Another aspect is added by L. Bouarfa, a computer scientist and member of the European Commission's High Level Expert Group for Artificial Intelligence; she mentions the validation of new medical interventions and treatment concepts to experience a major transformation by AI, and expects that it will support or even replace clinical trials in real-world conditions by means of big data analysis. Alternatively, adaptive clinical trial designs might be implemented and could also help shorten the regulatory process and approval for new methods and treatment concepts.
How Could the Future of an AI-Enabled Healthcare System Look Like? How Will Healthcare Employees Apply AI Technologies in Daily Work?
To the conviction of Navab, AI methods will not dominate the healthcare system at the sharp end but will at first become hidden components in medicine for support and assistance, will help doctors with their decision-making, and not replace them entirely. Visions for the implementation of AI in healthcare derive from advanced car navigation systems or aviation. While the driver still decides where to go and, at least to date, controls the car, the navigations system uses the real-time flow of location and movement of other vehicles on the streets to provide guidance to the user. The user is globally aware of the way the system is working, but is not directly aware of all the information and features that the system is using at all times. As soon as AI-enabled methods have proven their usefulness and in particular their reliability, they will become standard allowing the doctors to focus on more and more complex issues. Meining suggests that AI will free up physicians' time from mundane tasks, such as collecting data, analyzing data, or writing reports and it will help them focus on delivering value to patients, saving as many lives as possible. Annoying tasks and bureaucracy, will be dramatically reduced or even replaced. To the opinion of A. Jarc, AI may change the role of physicians and healthcare workers in the future by shifting the nature of “collaboration” between humans and machines − with the goal to improve both outcomes and the empathetic human contact and interaction surrounding a patient's care.
As already prearranged by health trackers and apps, Bouarfa thinks that AI will transform the healthcare system to be preventive in a proactive fashion. AI will be fed by smart sensor technology; wearables, cameras, intelligent devices, robots, tracking systems and others, will systematically collect data and store them structured in inline forms as it is assumed by Müller-Stich. AI-enabled care will not wait for people to get sick, but will intervene early and effectively. Solutions such as Google Flu Trends, which analyzed search terms for hints for epidemic flu and which was able to “predict” an epidemic 10–14 days prior to the respective health authority [1], will be refined and adopted to individual needs including automatic checks. These systems will alert people for early diagnosis and treatment.
As suggested by Bouarfa, AI will further support “navigation” of patients both for themselves, e.g. for selecting the best treatment site and specialist for a given problem, as for the medical professionals who will be aided in selecting the most promising treatment modality for each patient after AI-enabled diagnostics. Medical employees will use AI on a daily basis, which will empower them in several ways, e.g. by planning cases based on urgency and risk scores, by advising recommended checks, and during the course of clinical care by prediction and early detection of complications. The product of automatic data processing will be provided App-based on mobile devices or integrated in the healthcare equipment.
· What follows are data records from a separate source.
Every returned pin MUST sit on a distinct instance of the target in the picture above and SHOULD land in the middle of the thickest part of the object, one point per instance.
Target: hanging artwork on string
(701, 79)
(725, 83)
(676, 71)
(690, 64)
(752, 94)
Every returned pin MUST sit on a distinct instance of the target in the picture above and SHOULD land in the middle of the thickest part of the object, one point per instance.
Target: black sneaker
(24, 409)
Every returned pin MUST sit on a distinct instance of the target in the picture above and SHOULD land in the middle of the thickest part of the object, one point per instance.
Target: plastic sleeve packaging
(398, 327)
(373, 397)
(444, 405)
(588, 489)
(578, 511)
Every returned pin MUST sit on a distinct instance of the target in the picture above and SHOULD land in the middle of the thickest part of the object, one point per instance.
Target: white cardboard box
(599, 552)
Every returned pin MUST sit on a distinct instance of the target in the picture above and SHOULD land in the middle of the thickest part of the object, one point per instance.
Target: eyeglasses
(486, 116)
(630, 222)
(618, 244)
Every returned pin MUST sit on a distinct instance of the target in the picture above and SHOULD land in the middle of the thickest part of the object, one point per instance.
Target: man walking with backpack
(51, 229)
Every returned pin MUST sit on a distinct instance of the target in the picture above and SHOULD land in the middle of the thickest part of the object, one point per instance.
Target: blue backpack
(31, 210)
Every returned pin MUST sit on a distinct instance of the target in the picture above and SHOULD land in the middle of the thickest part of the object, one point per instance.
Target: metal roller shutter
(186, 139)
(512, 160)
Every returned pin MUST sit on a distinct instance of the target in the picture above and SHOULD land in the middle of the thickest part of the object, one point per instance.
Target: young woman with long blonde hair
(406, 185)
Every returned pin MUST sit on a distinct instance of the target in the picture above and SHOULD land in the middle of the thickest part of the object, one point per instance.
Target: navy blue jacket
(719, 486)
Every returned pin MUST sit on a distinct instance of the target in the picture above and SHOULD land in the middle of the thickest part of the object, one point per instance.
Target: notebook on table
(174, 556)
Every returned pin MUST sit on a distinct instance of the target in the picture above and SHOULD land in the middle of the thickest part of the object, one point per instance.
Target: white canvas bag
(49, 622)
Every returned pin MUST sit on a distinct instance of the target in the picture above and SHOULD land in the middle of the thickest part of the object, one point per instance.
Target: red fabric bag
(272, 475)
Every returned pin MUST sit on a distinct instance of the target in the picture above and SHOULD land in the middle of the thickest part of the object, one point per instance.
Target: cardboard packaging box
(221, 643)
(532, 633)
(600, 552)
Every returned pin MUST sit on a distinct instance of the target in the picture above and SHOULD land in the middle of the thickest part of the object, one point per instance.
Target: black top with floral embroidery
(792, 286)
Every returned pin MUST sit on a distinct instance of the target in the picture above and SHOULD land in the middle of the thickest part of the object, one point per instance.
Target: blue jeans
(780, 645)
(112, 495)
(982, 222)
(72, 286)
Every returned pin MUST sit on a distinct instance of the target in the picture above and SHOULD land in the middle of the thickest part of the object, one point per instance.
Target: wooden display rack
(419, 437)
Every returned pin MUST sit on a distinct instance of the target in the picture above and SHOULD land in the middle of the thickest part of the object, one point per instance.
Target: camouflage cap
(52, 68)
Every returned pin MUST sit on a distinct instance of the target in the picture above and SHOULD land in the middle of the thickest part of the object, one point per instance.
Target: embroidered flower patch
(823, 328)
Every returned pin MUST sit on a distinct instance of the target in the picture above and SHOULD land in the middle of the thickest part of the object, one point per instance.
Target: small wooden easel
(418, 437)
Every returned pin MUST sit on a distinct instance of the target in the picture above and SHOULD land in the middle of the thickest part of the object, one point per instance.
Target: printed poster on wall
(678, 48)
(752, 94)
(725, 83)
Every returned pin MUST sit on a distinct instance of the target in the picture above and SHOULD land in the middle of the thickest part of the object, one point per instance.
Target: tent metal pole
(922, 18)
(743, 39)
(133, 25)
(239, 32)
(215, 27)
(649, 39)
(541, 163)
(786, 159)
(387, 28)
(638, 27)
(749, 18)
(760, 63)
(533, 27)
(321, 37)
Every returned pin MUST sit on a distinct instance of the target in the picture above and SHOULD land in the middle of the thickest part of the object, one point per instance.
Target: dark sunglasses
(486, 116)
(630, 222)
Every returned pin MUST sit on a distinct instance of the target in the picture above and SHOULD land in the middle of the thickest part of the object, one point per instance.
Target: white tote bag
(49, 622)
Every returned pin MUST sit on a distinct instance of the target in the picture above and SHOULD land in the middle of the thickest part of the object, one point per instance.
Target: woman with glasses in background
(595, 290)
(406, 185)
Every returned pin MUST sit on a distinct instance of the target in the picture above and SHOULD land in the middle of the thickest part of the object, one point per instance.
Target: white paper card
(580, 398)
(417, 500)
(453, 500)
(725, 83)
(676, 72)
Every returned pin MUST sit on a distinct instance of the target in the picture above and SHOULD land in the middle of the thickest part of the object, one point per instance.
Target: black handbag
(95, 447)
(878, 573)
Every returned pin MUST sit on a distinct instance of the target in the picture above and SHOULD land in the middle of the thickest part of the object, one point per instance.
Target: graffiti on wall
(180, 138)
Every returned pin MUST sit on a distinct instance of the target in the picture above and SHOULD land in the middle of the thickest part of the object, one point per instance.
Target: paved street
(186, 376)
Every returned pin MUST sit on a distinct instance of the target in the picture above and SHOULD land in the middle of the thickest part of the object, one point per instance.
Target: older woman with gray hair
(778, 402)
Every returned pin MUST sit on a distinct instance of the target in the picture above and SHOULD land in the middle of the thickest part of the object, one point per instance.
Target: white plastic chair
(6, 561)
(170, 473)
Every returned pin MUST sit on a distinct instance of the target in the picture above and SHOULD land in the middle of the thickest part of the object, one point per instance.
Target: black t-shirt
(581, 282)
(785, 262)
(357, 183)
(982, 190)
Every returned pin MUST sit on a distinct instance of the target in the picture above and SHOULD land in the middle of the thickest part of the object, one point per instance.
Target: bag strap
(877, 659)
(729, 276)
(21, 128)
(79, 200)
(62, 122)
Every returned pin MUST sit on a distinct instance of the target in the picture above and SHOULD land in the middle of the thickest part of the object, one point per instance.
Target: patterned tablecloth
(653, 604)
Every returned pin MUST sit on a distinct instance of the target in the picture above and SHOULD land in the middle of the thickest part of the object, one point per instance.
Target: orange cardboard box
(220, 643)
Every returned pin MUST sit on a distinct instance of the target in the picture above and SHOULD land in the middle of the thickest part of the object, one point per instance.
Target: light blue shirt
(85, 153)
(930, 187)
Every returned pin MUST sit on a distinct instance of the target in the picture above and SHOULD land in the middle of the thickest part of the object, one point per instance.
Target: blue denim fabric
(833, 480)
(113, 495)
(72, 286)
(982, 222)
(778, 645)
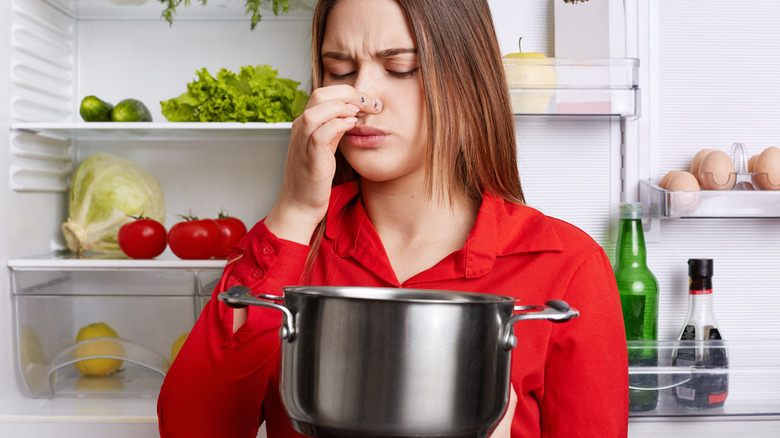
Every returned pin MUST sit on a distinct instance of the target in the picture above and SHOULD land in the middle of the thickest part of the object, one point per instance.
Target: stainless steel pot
(385, 362)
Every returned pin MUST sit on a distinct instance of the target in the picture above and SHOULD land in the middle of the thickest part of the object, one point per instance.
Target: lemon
(101, 366)
(177, 345)
(523, 72)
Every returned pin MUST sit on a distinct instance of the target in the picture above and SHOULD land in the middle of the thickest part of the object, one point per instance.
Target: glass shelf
(573, 87)
(70, 262)
(145, 131)
(152, 10)
(753, 376)
(665, 204)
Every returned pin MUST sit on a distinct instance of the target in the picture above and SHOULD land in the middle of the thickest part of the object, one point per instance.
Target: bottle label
(707, 386)
(633, 316)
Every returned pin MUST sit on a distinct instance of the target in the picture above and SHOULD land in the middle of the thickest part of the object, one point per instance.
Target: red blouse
(571, 379)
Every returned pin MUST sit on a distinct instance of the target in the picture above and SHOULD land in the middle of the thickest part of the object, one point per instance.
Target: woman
(410, 122)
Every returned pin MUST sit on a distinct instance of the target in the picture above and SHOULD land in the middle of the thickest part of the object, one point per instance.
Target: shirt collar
(502, 228)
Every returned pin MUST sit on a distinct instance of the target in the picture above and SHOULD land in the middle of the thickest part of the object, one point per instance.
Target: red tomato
(232, 231)
(195, 239)
(142, 239)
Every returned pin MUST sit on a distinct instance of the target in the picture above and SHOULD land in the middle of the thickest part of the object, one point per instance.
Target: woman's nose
(368, 81)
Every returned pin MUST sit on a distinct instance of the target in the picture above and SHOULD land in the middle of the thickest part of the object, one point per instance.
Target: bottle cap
(700, 267)
(631, 210)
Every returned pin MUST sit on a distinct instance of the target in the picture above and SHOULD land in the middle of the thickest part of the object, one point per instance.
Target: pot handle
(239, 297)
(553, 310)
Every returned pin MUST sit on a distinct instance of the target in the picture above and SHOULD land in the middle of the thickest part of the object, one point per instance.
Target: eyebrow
(339, 56)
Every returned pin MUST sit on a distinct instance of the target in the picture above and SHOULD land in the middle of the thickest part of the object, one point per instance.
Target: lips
(365, 136)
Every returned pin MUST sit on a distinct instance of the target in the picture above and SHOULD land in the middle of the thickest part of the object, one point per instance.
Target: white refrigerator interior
(663, 80)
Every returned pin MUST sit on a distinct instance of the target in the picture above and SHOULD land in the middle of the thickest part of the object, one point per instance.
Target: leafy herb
(253, 6)
(255, 94)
Bouarfa believes that the fruitful implementation of AI in healthcare depends on the acceptance of professionals and their cooperation with engineers and computer scientists. As published by Warr et al. [2]: “If aerospace engineers had sought to mimic birds flapping wings and feathers, they would have created an unsafe and ineffective transport mechanism. We should treat healthcare like engineering, and focus on building AI systems that help healthcare stakeholders and professionals navigate through complexity, to meet the ultimate objectives of more accurate and effective diagnoses for the patients. Doctors, drug providers, payers and regulators need to oversee processes and interpret the results from computers, somewhat similarly to how pilots oversee the flying of the plane.”
Which Measures and Changes Are Necessary so That AI Can Be Successfully Established in the Clinic?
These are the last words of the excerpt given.